Authors: Regina Obilie Amoako-Sakyi*, University of Cape Coast, Kwabena Koforobour Agyemang, University of Cape Coast, Prince Kwame Odame, National Disaster Management Organisation, Kingsley Nana Osei, University of Cape Coast, Richard Adade, University of Cape Coast
Topics: Transportation Geography, Geography and Urban Health, Africa
Keywords: Pedestrian crashes, captive walkers, walking, Children, Ghana, Injury outcomes
Session Type: Paper
Day: 4/4/2019
Start / End Time: 9:55 AM / 11:35 AM
Room: Congressional B, Omni, West
Presentation File: No File Uploaded


Among Low and Middle-Income countries, children are more likely to walk to school. They are often exposed to some hazards including child pedestrian crashes, threats to security and face harsh weather conditions especially for self-reported captive walkers. In this study, the relationship between children’s perception of their safety from pedestrian crashes on various segments of their routes to school and actual injury outcomes on these segments are explored further.
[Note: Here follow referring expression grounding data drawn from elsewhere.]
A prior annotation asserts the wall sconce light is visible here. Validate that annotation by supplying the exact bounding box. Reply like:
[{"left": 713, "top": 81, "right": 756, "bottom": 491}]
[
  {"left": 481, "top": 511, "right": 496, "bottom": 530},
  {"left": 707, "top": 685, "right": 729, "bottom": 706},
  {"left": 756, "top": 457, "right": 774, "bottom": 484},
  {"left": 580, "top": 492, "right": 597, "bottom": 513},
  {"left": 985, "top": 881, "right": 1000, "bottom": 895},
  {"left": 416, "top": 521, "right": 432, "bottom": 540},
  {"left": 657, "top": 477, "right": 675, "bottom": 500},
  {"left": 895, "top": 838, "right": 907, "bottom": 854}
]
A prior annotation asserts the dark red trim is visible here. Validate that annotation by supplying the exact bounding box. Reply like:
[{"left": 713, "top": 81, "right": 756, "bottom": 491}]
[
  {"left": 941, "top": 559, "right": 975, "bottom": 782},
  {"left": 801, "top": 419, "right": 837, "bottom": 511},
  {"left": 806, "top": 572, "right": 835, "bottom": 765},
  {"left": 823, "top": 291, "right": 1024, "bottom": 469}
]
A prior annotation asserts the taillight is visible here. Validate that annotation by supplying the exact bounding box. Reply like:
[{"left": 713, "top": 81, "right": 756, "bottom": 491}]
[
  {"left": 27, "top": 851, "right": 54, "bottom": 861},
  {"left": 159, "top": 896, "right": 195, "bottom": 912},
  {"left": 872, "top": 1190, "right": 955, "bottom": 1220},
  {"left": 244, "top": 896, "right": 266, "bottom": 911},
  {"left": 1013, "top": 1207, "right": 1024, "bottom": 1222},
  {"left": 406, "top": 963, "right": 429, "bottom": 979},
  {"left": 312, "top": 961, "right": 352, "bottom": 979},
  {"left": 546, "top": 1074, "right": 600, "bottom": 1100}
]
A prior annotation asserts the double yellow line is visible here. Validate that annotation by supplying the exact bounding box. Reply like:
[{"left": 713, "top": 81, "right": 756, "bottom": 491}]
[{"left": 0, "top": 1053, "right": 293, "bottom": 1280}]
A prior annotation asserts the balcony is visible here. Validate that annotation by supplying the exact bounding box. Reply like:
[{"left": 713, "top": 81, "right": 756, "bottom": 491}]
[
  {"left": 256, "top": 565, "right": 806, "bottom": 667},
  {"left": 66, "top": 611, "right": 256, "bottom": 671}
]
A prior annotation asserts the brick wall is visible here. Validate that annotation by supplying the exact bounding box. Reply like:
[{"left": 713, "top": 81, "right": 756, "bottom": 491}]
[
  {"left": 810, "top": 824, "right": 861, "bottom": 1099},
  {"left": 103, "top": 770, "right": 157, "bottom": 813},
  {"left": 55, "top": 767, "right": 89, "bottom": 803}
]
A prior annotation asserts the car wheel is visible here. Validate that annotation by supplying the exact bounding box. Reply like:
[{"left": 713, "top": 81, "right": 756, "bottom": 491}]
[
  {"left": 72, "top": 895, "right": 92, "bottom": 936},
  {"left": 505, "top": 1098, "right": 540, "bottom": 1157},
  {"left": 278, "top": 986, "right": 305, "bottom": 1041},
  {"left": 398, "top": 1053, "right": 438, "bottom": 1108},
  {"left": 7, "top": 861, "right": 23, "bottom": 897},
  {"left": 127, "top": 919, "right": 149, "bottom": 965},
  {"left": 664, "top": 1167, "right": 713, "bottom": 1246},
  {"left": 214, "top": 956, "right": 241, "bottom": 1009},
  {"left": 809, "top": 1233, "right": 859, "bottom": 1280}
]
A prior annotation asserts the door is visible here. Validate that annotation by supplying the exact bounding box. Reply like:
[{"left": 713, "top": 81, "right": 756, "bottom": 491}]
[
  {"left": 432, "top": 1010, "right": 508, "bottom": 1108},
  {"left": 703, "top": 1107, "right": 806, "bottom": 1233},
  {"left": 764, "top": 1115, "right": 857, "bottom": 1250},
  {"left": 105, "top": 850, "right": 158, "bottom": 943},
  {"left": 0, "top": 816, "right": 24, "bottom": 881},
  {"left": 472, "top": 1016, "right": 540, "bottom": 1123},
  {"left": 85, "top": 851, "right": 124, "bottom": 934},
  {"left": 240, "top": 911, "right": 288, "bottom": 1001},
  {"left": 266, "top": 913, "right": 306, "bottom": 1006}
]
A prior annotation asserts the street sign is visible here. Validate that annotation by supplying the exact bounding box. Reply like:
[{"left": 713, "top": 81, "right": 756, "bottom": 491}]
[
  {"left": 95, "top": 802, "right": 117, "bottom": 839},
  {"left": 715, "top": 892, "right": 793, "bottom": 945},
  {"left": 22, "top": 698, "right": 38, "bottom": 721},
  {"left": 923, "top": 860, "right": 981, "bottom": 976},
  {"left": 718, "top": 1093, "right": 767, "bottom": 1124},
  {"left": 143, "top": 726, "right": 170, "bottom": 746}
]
The study employs Police accident data (pedestrian road crashes) recorded in 2013 and data from a road user survey conducted in 2014 among 792 school pupils from 25 Basic schools within the Cape Coast Metropolis. The key findings show that, while rural areas had more exclusive pedestrian paths which protected school pupils from directly coming into contact with motorised vehicles, more than half of all route segments used by urban school pupils form part of a larger multi-modal network, some of which include high volume roads. For a little over half of the respondents, they indicated they did not feel safe crossing such roads on their way to school. Ironically, route segments perceived as safe by children were found to be associated with more serious injury outcomes (r=0.905, P=0.013). With a total of 50 reported pedestrian crash incidents, 36% of victims were children who sustained various degrees of injuries with 27.8% fatality rate. This paper recommends that routes identified as used by children to school should be integrated with the appropriate pedestrian infrastructure to protect them from injuries associated with RTCs.